Declare variables close to where you're going to use them and in the appropriate scope. Another of your bugs is that you don't reset your calculated energy sum when you move your averaging window, so the energy will just add up and up. But you don't need the energy outside that loop, and if you declared it inside the problem couldn't happen.
There are some other things I personally find a little irksome, like the random bracing and indentation, and mixing of C and C++ allocations, and odd inconsistent scraps of Hungarian prefixing, but at least some of those may be more a matter of taste so I won't go on.
Anyway, here are some reasons why your code doesn't work:
First up, look at the right hand side of this line:
energy+= ((alDatal[i]*alDatal[i]) + (alDatal[i]*alDatar[i]));
You want the square of each channel value, so it should really say:
energy+= ((alDatal[i]*alDatal[i]) + (alDatar[i]*alDatar[i]));
Spot the difference? Not easy with those names, is it?
Second, you should be computing the total energy over each window of samples, but you're only setting energy = 0 outside the outer loop. So the sum accumulates, and consequently the current window energy will always be the biggest you've ever encountered.

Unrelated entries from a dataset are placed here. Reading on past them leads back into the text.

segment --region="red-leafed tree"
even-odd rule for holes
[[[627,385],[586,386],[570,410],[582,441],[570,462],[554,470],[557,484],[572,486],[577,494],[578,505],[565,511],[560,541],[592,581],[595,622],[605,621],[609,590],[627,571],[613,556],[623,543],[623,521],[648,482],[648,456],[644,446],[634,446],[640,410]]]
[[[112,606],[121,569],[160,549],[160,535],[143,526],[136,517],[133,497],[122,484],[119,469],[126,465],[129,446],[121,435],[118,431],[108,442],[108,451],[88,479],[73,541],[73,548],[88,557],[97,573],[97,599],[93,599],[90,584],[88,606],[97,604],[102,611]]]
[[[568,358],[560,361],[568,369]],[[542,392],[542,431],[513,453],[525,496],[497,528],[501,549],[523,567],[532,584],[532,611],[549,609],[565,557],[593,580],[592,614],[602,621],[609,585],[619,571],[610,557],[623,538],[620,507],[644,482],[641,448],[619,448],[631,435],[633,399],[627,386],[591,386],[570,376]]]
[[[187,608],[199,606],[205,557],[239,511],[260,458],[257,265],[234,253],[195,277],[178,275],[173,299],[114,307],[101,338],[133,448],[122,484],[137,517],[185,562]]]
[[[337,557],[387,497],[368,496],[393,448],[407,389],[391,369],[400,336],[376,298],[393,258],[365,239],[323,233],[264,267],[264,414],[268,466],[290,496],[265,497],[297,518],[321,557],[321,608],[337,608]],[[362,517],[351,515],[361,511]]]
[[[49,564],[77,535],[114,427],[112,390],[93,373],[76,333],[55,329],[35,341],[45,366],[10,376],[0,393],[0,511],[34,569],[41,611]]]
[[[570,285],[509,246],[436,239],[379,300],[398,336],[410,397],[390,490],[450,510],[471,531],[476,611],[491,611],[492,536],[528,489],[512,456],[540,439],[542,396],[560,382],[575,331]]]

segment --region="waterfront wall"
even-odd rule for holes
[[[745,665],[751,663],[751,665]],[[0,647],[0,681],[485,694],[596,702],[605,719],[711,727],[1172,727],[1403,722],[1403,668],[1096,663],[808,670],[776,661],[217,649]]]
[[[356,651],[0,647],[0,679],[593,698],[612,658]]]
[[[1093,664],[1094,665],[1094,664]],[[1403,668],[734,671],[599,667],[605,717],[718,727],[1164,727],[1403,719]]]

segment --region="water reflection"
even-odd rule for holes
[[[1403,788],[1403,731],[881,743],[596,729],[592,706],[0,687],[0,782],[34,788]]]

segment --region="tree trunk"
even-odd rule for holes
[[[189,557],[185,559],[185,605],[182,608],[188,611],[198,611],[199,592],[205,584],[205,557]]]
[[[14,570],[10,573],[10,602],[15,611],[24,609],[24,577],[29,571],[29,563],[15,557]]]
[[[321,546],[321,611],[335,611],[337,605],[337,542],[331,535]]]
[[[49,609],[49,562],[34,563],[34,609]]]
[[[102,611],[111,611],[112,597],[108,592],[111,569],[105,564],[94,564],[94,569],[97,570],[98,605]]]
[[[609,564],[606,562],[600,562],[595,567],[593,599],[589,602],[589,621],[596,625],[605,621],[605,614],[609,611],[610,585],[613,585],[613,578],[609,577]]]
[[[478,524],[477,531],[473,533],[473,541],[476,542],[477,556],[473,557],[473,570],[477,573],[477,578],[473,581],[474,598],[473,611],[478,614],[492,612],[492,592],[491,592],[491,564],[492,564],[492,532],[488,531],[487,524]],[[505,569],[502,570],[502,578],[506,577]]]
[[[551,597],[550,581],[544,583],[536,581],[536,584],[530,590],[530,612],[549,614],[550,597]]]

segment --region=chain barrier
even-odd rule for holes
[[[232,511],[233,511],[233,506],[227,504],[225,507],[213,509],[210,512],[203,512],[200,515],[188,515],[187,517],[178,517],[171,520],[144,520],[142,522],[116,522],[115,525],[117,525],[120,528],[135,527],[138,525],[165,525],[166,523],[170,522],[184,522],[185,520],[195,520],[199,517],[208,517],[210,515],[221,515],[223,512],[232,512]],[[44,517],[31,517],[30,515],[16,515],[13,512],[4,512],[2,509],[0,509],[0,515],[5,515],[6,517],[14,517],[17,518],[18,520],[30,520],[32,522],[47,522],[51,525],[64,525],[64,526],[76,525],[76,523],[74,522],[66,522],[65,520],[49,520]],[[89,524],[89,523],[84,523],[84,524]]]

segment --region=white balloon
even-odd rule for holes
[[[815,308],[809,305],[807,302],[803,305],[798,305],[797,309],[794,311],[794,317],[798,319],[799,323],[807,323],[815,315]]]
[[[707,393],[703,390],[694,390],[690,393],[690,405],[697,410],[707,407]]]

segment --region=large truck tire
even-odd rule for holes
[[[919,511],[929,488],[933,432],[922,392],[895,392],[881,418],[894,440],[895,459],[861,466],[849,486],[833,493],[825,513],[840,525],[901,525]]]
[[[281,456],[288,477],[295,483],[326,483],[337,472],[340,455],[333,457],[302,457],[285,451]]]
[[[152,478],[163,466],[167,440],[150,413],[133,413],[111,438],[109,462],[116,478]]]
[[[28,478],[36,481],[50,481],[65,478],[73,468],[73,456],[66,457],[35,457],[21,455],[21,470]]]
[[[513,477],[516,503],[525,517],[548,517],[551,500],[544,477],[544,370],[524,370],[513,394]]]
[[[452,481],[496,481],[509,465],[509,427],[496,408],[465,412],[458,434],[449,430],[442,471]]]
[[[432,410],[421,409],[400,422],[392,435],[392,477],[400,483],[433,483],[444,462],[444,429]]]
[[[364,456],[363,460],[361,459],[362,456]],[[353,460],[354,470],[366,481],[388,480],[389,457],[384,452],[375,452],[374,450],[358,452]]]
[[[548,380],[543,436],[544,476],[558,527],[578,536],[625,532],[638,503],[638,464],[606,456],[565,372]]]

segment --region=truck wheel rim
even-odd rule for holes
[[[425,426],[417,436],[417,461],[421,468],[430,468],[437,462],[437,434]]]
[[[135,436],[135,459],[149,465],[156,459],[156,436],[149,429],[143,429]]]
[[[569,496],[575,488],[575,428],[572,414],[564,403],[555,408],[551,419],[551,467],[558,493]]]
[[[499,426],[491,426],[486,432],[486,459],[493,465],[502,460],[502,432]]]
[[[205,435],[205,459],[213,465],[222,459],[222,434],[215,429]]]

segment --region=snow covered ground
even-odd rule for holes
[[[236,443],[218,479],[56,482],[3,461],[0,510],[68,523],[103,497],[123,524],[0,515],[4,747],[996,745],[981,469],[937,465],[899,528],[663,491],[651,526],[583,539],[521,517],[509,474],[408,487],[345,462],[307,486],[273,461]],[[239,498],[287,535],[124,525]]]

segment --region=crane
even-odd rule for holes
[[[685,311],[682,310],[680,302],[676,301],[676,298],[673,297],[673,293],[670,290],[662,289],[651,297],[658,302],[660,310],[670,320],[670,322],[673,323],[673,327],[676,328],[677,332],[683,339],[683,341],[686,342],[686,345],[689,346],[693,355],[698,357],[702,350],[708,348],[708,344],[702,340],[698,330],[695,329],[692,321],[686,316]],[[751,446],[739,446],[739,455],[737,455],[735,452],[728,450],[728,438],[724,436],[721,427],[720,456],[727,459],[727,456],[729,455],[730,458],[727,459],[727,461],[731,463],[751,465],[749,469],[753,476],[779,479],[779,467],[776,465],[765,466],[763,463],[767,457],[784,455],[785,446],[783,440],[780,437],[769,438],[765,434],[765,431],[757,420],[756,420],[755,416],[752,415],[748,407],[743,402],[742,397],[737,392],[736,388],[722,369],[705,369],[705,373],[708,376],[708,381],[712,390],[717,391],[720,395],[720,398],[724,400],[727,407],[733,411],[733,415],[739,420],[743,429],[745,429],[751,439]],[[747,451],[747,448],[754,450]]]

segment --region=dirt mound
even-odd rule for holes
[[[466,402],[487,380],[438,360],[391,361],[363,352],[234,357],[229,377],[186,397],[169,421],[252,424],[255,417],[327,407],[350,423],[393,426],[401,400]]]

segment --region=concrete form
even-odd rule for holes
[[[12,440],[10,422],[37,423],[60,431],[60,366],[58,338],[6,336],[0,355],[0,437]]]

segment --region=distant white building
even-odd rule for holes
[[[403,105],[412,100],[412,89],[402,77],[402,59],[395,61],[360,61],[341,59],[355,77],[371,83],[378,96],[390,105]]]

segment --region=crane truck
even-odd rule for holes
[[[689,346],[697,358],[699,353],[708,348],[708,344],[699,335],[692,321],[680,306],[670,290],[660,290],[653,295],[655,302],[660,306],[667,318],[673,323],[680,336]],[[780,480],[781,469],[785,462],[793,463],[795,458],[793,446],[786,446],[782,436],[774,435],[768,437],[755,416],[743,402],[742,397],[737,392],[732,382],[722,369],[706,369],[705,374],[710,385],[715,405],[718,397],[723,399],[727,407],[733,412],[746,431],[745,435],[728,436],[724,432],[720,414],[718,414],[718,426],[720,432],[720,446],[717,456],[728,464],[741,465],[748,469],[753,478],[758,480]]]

Third, your variance calculation is wrong. You have:
V += (Ei[i]-aEnergy);
But it should be the sum of the squares of the differences from the mean:
V += (Ei[i] - aEnergy) * (Ei[i] - aEnergy);
There may well be other errors as well. For instance, you don't allocate the data buffers if they're not NULL, but assume that they're the right length -- which you've only just calculated. You may justify that in terms of some consistent usage you've stuck to throughout your code, but from the perspective of what we can see here it looks like a pretty bad idea.